We recently got an email from our IT department that our workstation OSes will be getting upgraded from Ubuntu 18.04 MATE to Ubuntu 20.04 GNOME. As much as I love MATE and how lightweight it is (LinuxScoop makes wonderful OS overview videos), I also like the “visuals” of GNOME. My personal laptop already runs Ubuntu 20.04 GNOME, so I am excited to have it on my lab workstation as well.
However, this OS upgrade also means that we have to backup our workstations since the drives will be wiped. Our research group has a generous storage space allocation on Compute Canada’s Cedar, so storage is not a big issue. The problem is: Cedar’s long-term storage space is a “tape-based backup system”, so there is a strict limit on the number of files we can store there. Therefore, the best strategy is to create tar archives of our data and store those on Cedar.
Unfortunately, both my drives: /local-scratch (1 TB SSD) and /local-scratch2 (2 TB HDD) are over 80% full, so I do not have the space to first create a local tar.gz archive and then transfer it to Cedar.
Here are four different commands I used to move my data efficiently over SSH from my workstation to Cedar. They are for different scenarios and vary in sophistication from “quick and dirty” to “parallelized and automated”.
I. Basic streaming over SSH
The most important point to remember is to stop thinking of backup as two steps (i.e., Archive –> Transfer), and instead think of streams. By pipe-ing the output of the tar command directly into the ssh command, we can avoid creating an interm local tar.gz file on disk.
# Backup workstation data and SCP to Cedar without storing the (intermediate) archive on local disk.
$ tar cvf - /local-scratch2 | ssh cedar "cat > /scratch/location/local_scratch_2.tar"

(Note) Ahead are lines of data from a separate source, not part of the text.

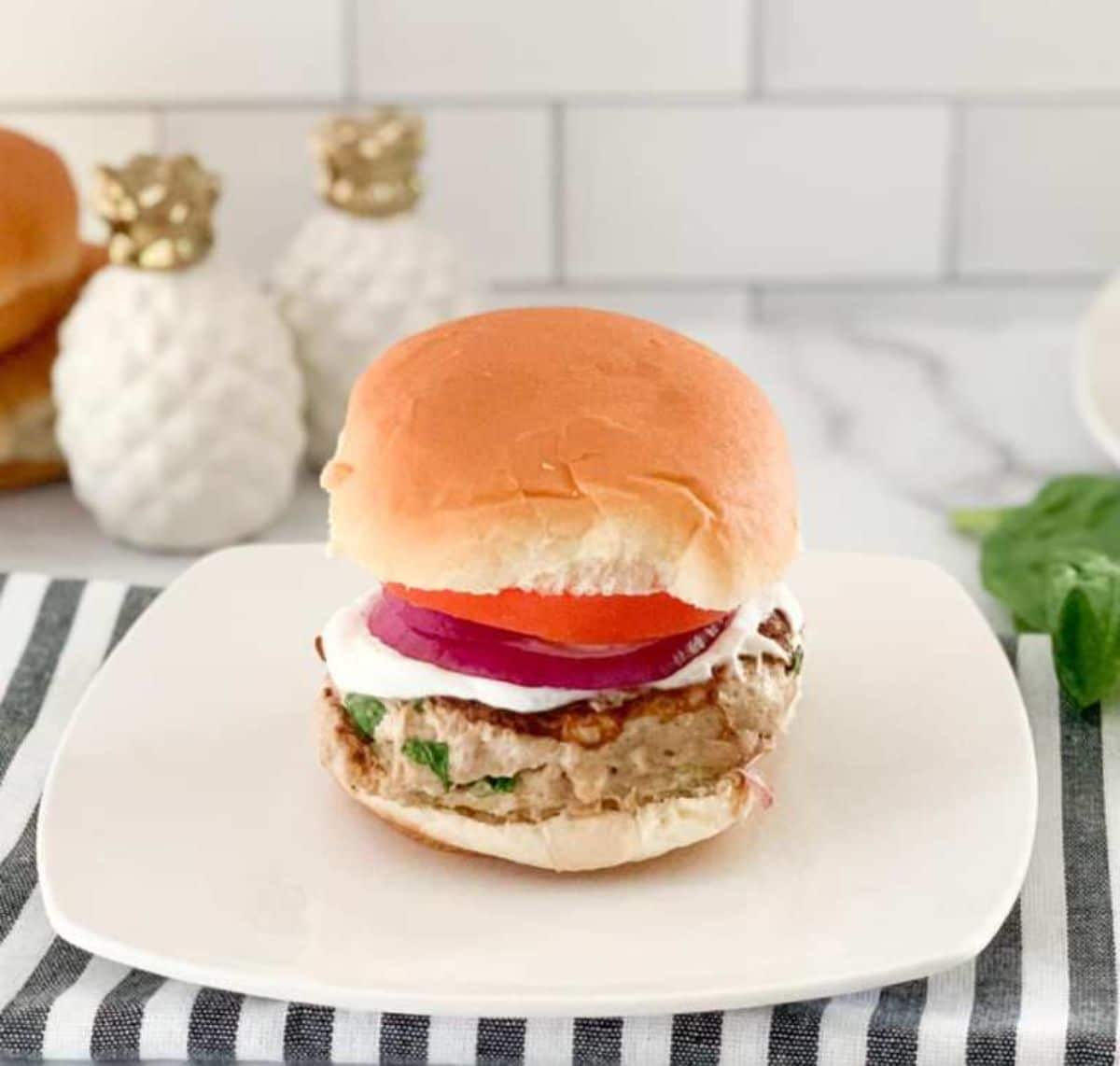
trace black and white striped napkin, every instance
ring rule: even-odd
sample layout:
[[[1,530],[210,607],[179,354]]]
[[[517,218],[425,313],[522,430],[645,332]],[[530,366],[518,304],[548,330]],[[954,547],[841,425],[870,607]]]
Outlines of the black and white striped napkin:
[[[1120,705],[1104,714],[1062,709],[1040,637],[1023,638],[1015,655],[1038,752],[1030,870],[995,941],[946,973],[764,1009],[525,1021],[273,1002],[92,957],[56,937],[44,915],[39,792],[83,689],[155,595],[0,576],[0,1057],[441,1066],[1113,1059],[1120,896],[1109,870],[1120,861]],[[954,873],[969,876],[968,855]]]

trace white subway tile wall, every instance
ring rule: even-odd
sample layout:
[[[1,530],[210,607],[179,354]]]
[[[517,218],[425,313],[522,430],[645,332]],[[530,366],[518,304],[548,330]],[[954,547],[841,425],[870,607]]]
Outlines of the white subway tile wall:
[[[423,212],[506,302],[1066,306],[1120,264],[1107,0],[4,3],[0,123],[85,190],[197,152],[262,275],[315,207],[311,128],[392,101],[428,121]]]
[[[573,107],[568,275],[932,278],[942,107]]]

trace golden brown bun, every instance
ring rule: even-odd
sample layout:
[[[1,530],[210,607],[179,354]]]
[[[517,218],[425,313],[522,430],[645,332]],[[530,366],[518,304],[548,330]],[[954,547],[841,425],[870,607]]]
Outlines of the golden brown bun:
[[[78,270],[77,194],[57,152],[0,129],[0,352],[62,314]]]
[[[386,800],[355,773],[339,739],[337,713],[323,694],[316,704],[319,757],[346,793],[393,829],[441,851],[473,851],[522,866],[560,872],[600,870],[643,862],[707,840],[747,817],[755,791],[741,774],[729,774],[707,796],[674,796],[634,812],[558,814],[542,822],[484,822],[438,807]]]
[[[66,476],[55,443],[55,406],[50,398],[58,321],[104,262],[104,250],[87,245],[77,273],[67,280],[66,301],[56,317],[22,344],[0,352],[0,489],[24,488]]]
[[[797,550],[766,398],[702,345],[579,308],[495,311],[377,358],[351,393],[332,546],[429,589],[638,593],[728,609]]]

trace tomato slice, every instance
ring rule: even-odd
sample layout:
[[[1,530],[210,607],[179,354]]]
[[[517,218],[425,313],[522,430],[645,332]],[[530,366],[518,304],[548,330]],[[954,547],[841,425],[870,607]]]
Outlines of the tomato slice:
[[[693,607],[668,592],[646,596],[545,596],[523,589],[504,589],[479,596],[393,583],[388,583],[385,588],[417,607],[559,644],[652,640],[699,629],[725,614]]]

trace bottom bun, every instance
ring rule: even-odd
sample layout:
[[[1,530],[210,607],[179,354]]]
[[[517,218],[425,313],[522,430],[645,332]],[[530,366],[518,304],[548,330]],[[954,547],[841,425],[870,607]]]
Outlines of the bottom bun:
[[[58,321],[88,277],[104,262],[86,245],[65,300],[38,333],[0,352],[0,489],[25,488],[66,476],[55,441],[50,373],[58,355]]]
[[[319,754],[346,792],[394,829],[446,851],[470,851],[545,870],[599,870],[642,862],[715,836],[744,820],[755,791],[744,774],[724,777],[713,793],[671,796],[636,811],[557,814],[540,822],[489,822],[430,806],[386,800],[360,782],[339,740],[330,702],[318,702]]]

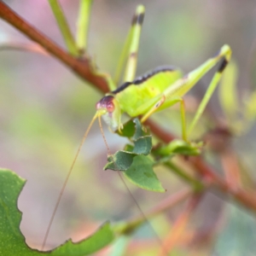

II. Parallelizing the compression
The standard tar.gz uses gzip for compression, which is a single-threaded process. Most of modern workstations have multiple cores, so we can parallelize the compression process to speed up the backup process. This means that the backup speed will only be limited by the network bandwidth, not the CPU.
To parallelize the compression, we use pigz to allow utilization of multiple cores. Using it with tar is very straightforward:
# Backup workstation data and store the archive on local disk, but use more than 1 CPU process
$ tar -vc --use-compress-program="pigz -p 8" -f <ARCHIVENAME.tar.gz> <FOLDER>
This uses 8 CPU cores to compress the archive. But notice that this stores the archive on the local machine.
III. Combining the two: Parallel compression and streaming
Combining the two methods above, we can parallelize the compression and streaming process to speed up the backup process, thus maximizing CPU and network utilization, without creating an intermediate local tar.gz file.
# Backup workstation data and SCP to Cedar without storing the (intermediate) archive on local disk and use more than 1 CPU process.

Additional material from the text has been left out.